Tuesday, September 17, 2024

Closures

In programming, a closure seems to be this mystical thing.  There are endless reams of research and obscurely technical explanations of what a closure is and how they work.  I hate, loathe and despise needless complexity.

A closure is a function to be used later, which uses some of the data currently available, packaged together.  Enclosed, if you will.

So, in Listack terms, if you have a data stack, and a function to be used later that depends on the current state of some of the data, you package together the data with the function for later use.  This is a closure of the function over the data.  So, if you have a function that will depend on two data objects, you write:

        rest_of_stack data1 data2 \.func 3 .enlist >block  

which produces:

        {data1 data2 .func}

When the later time finally arrives, you simply invoke the closure.

        rest_of_stack {data1 data2 .func} .eval

We could even make a procedure to create closures.  Note that most of the procedure is purely for error handling.
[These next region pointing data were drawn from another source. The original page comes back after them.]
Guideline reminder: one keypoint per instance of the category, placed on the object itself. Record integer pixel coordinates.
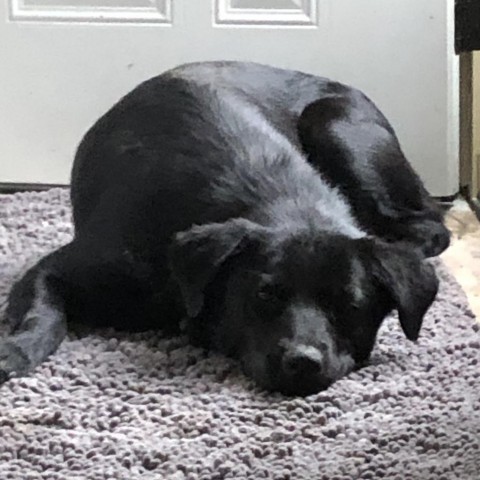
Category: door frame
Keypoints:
(470, 125)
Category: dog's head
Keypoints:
(299, 309)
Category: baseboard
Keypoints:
(28, 187)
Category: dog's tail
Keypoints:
(35, 318)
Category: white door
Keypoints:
(64, 62)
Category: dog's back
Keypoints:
(208, 139)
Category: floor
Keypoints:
(463, 256)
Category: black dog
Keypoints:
(273, 209)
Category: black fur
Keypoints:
(274, 210)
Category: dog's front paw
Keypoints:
(13, 361)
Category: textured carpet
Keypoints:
(115, 406)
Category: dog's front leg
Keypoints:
(37, 320)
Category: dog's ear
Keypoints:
(410, 282)
(197, 254)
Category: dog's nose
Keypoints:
(302, 361)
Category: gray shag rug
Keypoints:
(118, 406)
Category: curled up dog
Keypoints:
(270, 213)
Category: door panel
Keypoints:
(65, 62)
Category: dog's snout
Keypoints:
(304, 361)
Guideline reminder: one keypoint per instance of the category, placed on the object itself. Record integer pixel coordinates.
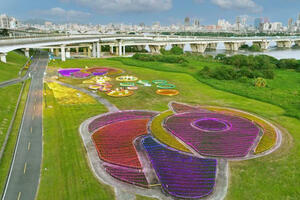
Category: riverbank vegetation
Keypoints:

    def: "make_closure" [Seq, Int]
    {    # will make a closure over n data items and one sequence
        dup < o     # the closure can't contain fewer than no data items
        iff {
            drop drop 
            "Closures may not have a negative number of arguments" .set_err
            exit
        }
        dup > (depth - 3)     # must have enough items on the stack
        iff {
            drop drop 
            "Stack not deep enough for number of closure arguments" .set_err
            exit
        }
        1 .+  .enlist >block        # the actual closure: {d1 d2 d3 ... dn seq}          
    }

    def: "make_closure" [Block, Int]
    {    could also be:    \.eval swap 1 .+ .make_closure
        swap >seq swap .make_closure
    }    # could have used dip instead

    def: "make_closure" [Word, Int]
    {    # a b \func .dip --> a func b
        \>seq .dip .make_closure
    }    # could have just repeated the original definition, but where's the fun in that?